Nesse retrato quase a mão livre da localização desse mundo, fica evidente que o caos político no qual vivemos é também, quem sabe sobretudo, uma guerra estética das mais ferrenhas. Como você pinta a sua resistência é central ao conflito, e Rodson vai de Lobo Solitário com seu Daigoro cyberpunk a morador de rua cuja imagem é sequestrada por uma blogueira que usa da miséria para ficar famosa nos festivais gringos, seja Rotterdam, Cannes, Berlim – todos aparecem num powerpoint maluco, fruto dessa liberdade estética marginal tão alucinante e que infelizmente é tão pouco vista em longas-metragem brasileiros contemporâneos.
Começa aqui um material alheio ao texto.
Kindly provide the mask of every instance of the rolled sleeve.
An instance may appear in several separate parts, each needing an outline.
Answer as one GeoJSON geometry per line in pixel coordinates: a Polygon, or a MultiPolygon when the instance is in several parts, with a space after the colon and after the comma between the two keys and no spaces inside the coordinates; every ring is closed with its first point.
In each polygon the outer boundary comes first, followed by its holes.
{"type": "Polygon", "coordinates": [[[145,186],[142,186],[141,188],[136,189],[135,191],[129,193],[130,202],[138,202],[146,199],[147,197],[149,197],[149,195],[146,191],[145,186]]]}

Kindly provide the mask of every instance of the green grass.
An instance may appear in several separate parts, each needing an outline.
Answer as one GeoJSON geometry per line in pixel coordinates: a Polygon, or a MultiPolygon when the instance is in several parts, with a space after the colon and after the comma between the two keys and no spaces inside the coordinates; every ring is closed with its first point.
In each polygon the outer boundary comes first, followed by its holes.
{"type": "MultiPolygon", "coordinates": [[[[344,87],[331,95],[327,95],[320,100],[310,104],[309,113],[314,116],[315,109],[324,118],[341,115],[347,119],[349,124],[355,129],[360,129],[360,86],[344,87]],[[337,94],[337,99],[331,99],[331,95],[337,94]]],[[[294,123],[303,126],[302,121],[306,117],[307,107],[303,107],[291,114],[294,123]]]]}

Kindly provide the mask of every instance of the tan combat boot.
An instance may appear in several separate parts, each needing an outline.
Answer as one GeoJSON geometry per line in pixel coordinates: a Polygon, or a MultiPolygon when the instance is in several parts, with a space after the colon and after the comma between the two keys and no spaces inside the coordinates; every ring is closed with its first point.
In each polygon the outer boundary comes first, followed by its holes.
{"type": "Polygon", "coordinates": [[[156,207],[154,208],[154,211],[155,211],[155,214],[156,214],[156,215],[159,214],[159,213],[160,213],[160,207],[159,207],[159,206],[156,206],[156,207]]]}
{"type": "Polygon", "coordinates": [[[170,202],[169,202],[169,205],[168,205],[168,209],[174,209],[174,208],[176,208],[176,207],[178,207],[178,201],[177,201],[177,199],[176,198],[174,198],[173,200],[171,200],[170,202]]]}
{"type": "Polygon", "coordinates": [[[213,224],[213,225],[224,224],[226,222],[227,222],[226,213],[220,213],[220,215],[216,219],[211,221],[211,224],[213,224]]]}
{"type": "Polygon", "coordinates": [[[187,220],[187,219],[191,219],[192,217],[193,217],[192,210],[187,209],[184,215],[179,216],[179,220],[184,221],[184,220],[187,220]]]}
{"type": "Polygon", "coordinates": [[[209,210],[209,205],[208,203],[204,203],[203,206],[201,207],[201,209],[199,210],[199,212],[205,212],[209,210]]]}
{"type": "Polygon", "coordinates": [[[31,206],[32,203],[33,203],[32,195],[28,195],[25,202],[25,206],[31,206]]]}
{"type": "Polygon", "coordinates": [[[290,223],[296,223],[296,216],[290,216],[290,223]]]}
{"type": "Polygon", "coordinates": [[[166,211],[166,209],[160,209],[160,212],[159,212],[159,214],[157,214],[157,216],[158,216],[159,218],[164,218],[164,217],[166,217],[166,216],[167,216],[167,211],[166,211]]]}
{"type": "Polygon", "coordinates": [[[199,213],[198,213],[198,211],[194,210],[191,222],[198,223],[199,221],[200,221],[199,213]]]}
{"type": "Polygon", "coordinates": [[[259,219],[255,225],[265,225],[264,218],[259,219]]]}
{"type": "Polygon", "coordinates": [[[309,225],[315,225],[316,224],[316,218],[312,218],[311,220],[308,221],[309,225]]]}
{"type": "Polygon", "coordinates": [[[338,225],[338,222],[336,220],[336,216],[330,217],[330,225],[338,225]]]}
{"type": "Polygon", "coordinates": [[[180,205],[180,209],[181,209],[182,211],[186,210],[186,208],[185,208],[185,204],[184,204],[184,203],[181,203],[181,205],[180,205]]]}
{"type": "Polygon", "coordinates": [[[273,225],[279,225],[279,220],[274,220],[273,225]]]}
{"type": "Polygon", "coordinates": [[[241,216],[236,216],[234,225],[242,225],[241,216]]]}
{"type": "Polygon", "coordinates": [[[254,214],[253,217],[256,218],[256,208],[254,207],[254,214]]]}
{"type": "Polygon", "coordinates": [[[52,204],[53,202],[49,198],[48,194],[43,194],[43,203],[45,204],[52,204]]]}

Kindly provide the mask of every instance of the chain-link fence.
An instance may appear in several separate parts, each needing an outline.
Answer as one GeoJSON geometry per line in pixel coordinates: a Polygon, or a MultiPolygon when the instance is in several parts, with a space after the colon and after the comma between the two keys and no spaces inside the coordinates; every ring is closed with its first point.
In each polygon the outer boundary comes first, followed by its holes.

Que no arremate ainda sobre para a imagem do mar como utopia final da liberdade, filmado num 480p vagabundo lindíssimo, parece sinalizar numa contramão de um filme como Corpo Elétrico de que a elevação espiritual solitária do personagem em comunhão com as águas não é um alívio nem um privilégio, mas um duro e surpreendente retrato do preço pago pelos excluídos e marginalizados. O mar não é a recompensa mas a fuga.

Tudo isso é sob a via do absurdo, espalhafatosa e gritante, num filme engraçadíssimo quando quer, e esse tempero desse afrontamento estético é o coração de Rodson – o que torna tudo francamente muito mais prazeroso de acompanhar. É uma experiência difícil e desafiadora que sonha texturas digitais grotescas para destituir o tecido da realidade escrota que acompanhamos para quem sabe restaurar alguma harmonia e paz na cabeça de quem precisa delas.